Irish shares surged after Boris Johnson secured a resounding election victory in the UK, as banks, property, travel firms, and hoteliers tapped into the sharp climb in the value of sterling.
Sterling climbed towards 83p against the euro at one stage as the scale of the election victory bolstered investors’ appetite for UK and Irish assets.
They have been under the Brexit cloud since the summer 2016 referendum. Irish shares rallied as the election victory opened up the way to MPs next month approving the withdrawal/transition deal Mr Johnson had struck with the EU.
Bank of Ireland, which generates a significant chunk of its earnings from its British joint ventures, surged at one stage but pared gains to close 1.5% higher.
AIB rose by over 2% and the Irish stockmarket-listed house builders, Cairn Homes and Glenveagh Properties gained 3.5% and 2.5%.
Other shares that have long been under the shadow of Brexit and the weak value of sterling also climbed: Ryanair shares rose 3.5% and Irish Ferries-owner ICG climbed 5.5%.
Building products maker Kingspan also rose strongly, by 4.7%.
Shares in fuel and food retailer, Applegreen, which operates a large number of forecourts in Britain, rose 4.5%.
Irish, UK, and global stock markets were also boosted as US president Donald Trump and China announced a partial breakthrough in their trade spat.
But the Brexit risk to the Irish and British economies still looms, if Mr Johnson insists on sticking to his goal of securing a free trade agreement with the EU by the end of 2020, analysts warned.
“The optimists out there believe that Johnson could use his substantial majority to ensure the UK leaves with a good deal rather than a quick deal,” Joshua Mahony at online broker IG said.
“However, the outlook for Brexit trade negotiations remain unclear, with clarity likely to provide direction for the pound going forward,” he said.
John O’Loughlin, partner for global trade and customs, at PwC in Ireland said the passing of the withdrawal agreement in January would mean there would be “an unprecedented” short period of 11 months for the UK and EU to conclude a free trade agreement.
Mr Johnson has said he won’t seek an extension to the talks by the last possible date of June 30, potentially setting up a return of six months of uncertainty as companies face another year-end cliff edge, said Mr O’Loughlin.
And he warned that a free trade agreement won’t be boon for many Irish firms, in particular for businesses sourcing supplies from Asia.
On the prospects for sterling, Capital Economics in London said the currency could still gain further.

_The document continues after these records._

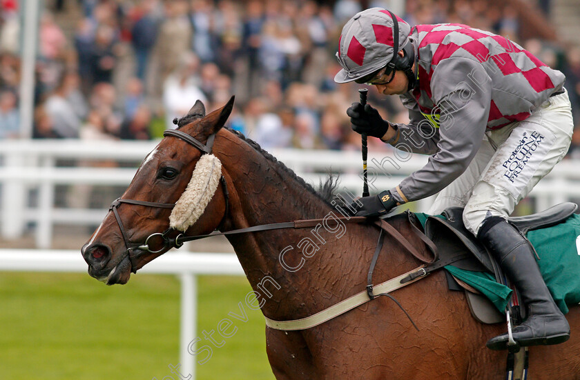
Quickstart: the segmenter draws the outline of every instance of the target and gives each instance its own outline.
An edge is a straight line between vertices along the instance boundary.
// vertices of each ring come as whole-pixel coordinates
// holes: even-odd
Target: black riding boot
[[[499,263],[521,295],[528,317],[512,330],[520,346],[558,344],[570,338],[570,326],[545,286],[534,252],[517,229],[503,218],[492,217],[482,226],[478,239]],[[487,341],[492,350],[507,349],[508,334]]]

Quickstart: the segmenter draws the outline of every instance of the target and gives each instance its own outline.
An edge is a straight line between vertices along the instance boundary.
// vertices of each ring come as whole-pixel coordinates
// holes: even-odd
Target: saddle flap
[[[465,259],[456,261],[454,266],[475,272],[490,271],[494,266],[485,248],[463,226],[463,208],[450,208],[443,212],[447,219],[429,217],[425,223],[425,232],[437,246],[441,259],[468,253]],[[472,259],[472,256],[477,260]]]
[[[551,227],[566,221],[577,208],[576,203],[565,202],[531,215],[508,218],[508,221],[525,234],[528,231]]]

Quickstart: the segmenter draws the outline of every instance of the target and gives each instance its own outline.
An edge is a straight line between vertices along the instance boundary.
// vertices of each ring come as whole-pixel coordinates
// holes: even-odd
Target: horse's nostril
[[[86,247],[83,256],[87,263],[95,269],[101,269],[107,265],[110,259],[110,250],[106,246],[95,244]]]

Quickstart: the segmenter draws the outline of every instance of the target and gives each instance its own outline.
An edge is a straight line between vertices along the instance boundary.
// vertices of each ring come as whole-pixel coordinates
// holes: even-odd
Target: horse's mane
[[[320,189],[318,191],[316,191],[316,190],[315,190],[314,188],[313,188],[310,183],[307,183],[306,181],[304,180],[303,178],[295,173],[294,171],[292,170],[292,169],[288,168],[286,165],[284,164],[283,162],[282,162],[281,161],[278,161],[274,156],[273,156],[271,154],[269,153],[267,151],[264,150],[261,146],[260,146],[260,144],[258,144],[257,142],[248,137],[246,137],[240,131],[231,129],[228,127],[224,128],[227,130],[231,132],[232,133],[236,134],[238,137],[242,139],[242,140],[246,141],[248,143],[248,145],[249,145],[251,147],[259,152],[262,156],[264,156],[264,158],[276,164],[278,168],[279,168],[282,171],[288,174],[291,179],[296,180],[298,183],[300,183],[304,188],[306,188],[306,190],[307,190],[309,192],[316,195],[318,198],[320,198],[327,203],[330,203],[331,201],[334,197],[334,190],[336,190],[336,188],[338,186],[338,175],[333,175],[332,174],[329,173],[328,174],[328,178],[324,182],[324,183],[322,181],[320,181]]]
[[[176,117],[173,119],[173,123],[176,124],[177,126],[177,129],[179,129],[182,126],[186,126],[197,119],[203,117],[204,116],[204,115],[202,114],[192,113],[181,118]],[[260,146],[260,144],[258,144],[257,142],[254,141],[251,139],[249,139],[248,137],[246,137],[240,131],[233,130],[229,127],[224,127],[224,128],[235,134],[238,137],[242,139],[242,140],[243,140],[244,141],[246,141],[248,143],[248,145],[249,145],[254,150],[257,150],[262,156],[264,156],[264,158],[276,164],[278,168],[279,168],[282,171],[288,174],[291,179],[296,180],[298,183],[302,185],[309,192],[316,195],[318,198],[320,198],[327,203],[330,203],[330,202],[332,201],[333,198],[334,197],[334,190],[336,190],[336,188],[338,186],[338,175],[334,175],[331,173],[329,173],[328,178],[324,183],[322,183],[322,181],[320,181],[320,190],[318,191],[316,191],[316,190],[315,190],[314,188],[313,188],[312,186],[310,185],[310,183],[308,183],[306,181],[304,180],[303,178],[300,177],[299,175],[295,173],[293,170],[286,166],[286,165],[284,165],[283,162],[278,161],[271,154],[262,149],[262,147]]]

“We forecast that sterling will strengthen further, but that it will not surpass its levels before the referendum against either the US dollar or the euro anytime soon.”
State Street Global Advisors said the talks over a free trade agreement will determine sterling’s path next year.
“The Conservative victory reduces the odds of a messy rupture in the UK’s trading regime by year-end 2020, with an extension of the transition period seeming most likely,” said the bank.
“While it will not be the rollercoaster of the divorce negotiations, political signals about the UK-EU trade talks will continue to drive sterling volatility over the course of 2020.”